From its opening frames, The Howling stiffens, stretches tightly, and even occasionally loosens the nerves, all without losing entirely its firm grip on your emotions. Director Joe Dante has a great love for movie lore, which informs the canvas on which he paints and makes repeat viewings essential, while never wavering in his drive to tell the story as quickly and efficiently as possible. That makes the running time fly by; it's only later that you realize how deep an impression the film carves into your subconscious.
Released in May 1981, The Howling was first out of the gate of the unofficial, unrelated "wolf meets man" trilogy that year, beating both Wolfen and An American Werewolf in London into theaters. Working with a budget reportedly ten times smaller than American Werewolf, The Howling made a killing at the box office in relation to its budget. It's fascinating to compare the films, but beyond the vague subject matter of "werewolves," they have little in common. Dante was a proud graduate of the Roger Corman school of low budget filmmaking. As a result, The Howling is a lean, mean tension machine that's much better than its straightforward approach might suggest.

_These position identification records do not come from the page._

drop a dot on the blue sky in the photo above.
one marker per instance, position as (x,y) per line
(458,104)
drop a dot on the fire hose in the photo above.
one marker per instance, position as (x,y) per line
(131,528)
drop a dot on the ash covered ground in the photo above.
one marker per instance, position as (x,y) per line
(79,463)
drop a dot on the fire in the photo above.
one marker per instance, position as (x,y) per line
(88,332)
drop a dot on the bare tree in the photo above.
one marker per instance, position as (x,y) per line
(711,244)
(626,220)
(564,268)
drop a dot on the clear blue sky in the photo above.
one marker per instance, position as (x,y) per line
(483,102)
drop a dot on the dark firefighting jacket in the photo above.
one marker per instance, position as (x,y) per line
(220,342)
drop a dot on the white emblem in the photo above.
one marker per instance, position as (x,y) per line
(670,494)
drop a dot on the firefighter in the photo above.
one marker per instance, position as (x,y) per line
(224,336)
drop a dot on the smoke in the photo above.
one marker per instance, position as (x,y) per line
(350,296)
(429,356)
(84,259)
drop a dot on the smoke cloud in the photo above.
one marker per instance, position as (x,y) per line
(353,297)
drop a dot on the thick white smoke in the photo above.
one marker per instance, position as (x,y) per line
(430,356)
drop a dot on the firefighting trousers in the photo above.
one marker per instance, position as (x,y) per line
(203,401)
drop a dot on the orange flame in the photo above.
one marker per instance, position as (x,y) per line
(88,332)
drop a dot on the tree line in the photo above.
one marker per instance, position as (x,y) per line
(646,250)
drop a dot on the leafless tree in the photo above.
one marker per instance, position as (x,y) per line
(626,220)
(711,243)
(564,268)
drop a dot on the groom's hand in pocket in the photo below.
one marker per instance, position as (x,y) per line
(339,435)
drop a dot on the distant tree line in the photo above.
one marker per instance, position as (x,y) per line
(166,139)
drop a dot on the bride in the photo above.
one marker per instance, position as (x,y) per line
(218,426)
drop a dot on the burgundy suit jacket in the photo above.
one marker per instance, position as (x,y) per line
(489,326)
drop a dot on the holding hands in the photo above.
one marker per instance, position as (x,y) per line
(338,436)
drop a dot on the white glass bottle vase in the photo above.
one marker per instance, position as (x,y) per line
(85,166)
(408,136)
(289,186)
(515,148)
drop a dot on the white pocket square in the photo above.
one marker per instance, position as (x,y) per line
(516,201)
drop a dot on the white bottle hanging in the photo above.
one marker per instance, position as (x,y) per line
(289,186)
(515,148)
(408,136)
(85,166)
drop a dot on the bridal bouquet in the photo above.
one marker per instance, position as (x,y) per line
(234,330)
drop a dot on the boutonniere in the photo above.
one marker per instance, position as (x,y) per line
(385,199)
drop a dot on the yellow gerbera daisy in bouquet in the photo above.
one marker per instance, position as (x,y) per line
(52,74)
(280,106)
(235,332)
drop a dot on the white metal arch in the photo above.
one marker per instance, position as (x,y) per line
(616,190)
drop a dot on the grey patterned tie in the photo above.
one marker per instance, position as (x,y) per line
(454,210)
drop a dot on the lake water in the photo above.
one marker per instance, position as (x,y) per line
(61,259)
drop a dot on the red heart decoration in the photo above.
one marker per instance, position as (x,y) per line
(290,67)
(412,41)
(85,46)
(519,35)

Disembodied voices whisper under abstract video images as the credits roll and stringed instruments saw away in the background. The images resolve into a televised interview with Dr. George Waggner (Patrick Macnee) spouting a soothing brand of psycho-babble. Behind the scenes, the station's general manager (Kevin McCarthy) directs traffic as co-anchor Karen White (Dee Wallace) trawls through Hollywood, preparing to meet with Eddie (Robert Picardo), a suspect in a string of vicious murders.